I thought about this as I walked down the corridor until I realized I was in front of the pinboard. I looked up at the timetable showing the times and places of all the seminars, scanned them quickly. I wondered how many clashed with my commitments. Might I be able to turn up to some of them, just to see if she was there? Then I thought: that is impractical. She’d said she wasn’t on the English course. There was no reason to think that she’d be attending any of the other seminars.

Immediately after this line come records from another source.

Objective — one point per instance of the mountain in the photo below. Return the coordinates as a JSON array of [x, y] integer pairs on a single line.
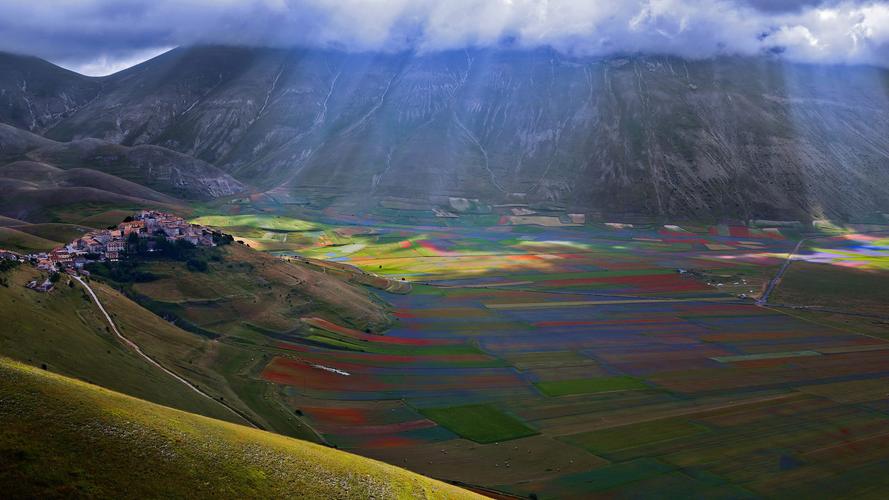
[[65, 438], [727, 137], [38, 174], [35, 94]]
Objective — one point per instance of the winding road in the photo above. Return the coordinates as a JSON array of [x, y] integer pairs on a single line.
[[764, 300], [132, 345]]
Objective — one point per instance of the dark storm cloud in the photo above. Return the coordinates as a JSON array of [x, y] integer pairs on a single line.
[[98, 36]]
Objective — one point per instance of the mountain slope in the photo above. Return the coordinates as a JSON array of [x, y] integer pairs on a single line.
[[724, 137], [65, 332], [39, 174], [35, 94], [98, 443]]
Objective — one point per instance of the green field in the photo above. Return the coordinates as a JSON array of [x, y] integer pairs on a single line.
[[479, 423], [590, 385], [64, 331], [628, 436], [60, 232], [65, 438], [266, 222], [20, 241]]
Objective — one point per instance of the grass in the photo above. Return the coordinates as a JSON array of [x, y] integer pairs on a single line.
[[248, 286], [833, 286], [629, 436], [55, 231], [64, 331], [65, 438], [480, 423], [266, 222], [590, 385], [20, 241]]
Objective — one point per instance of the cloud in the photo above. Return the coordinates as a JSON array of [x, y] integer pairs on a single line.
[[98, 36]]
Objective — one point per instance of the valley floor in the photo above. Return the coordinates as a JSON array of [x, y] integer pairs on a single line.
[[561, 360], [566, 361]]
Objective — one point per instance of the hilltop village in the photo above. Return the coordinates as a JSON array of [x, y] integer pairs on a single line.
[[108, 245]]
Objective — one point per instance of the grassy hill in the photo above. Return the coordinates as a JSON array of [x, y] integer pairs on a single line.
[[64, 331], [246, 293], [63, 437]]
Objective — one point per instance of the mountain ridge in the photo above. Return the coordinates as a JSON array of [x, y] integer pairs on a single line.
[[730, 137]]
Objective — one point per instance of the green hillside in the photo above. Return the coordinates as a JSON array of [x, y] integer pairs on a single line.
[[62, 437], [64, 331]]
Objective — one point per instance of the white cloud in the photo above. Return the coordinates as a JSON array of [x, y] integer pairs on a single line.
[[101, 35]]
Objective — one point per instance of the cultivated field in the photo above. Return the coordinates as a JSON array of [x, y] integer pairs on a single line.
[[561, 361]]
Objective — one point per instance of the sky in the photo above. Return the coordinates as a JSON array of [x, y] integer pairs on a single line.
[[99, 37]]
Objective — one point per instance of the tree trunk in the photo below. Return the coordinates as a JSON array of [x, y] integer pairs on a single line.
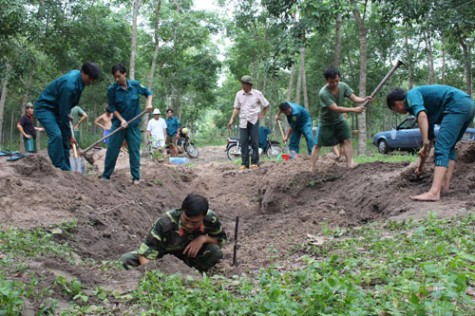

A better bet would be to find her outside of lectures: in the library for example. I went to the library, but she wasn’t there. Not in the open downstairs area. Not in the creepy silent room. Not on the nooks of the upper floor by the archives. She wasn’t in the café, nor the dining area, nor the bar. She wasn’t in the campus shop.
On my way back to my room, I took a detour to the other side of campus, towards the bougie accommodation. Two girls were sat on a bench, and I overheard one of them complaining to her friend about having sunburned the ‘rooves’ of her feet while on holiday in St-Tropez.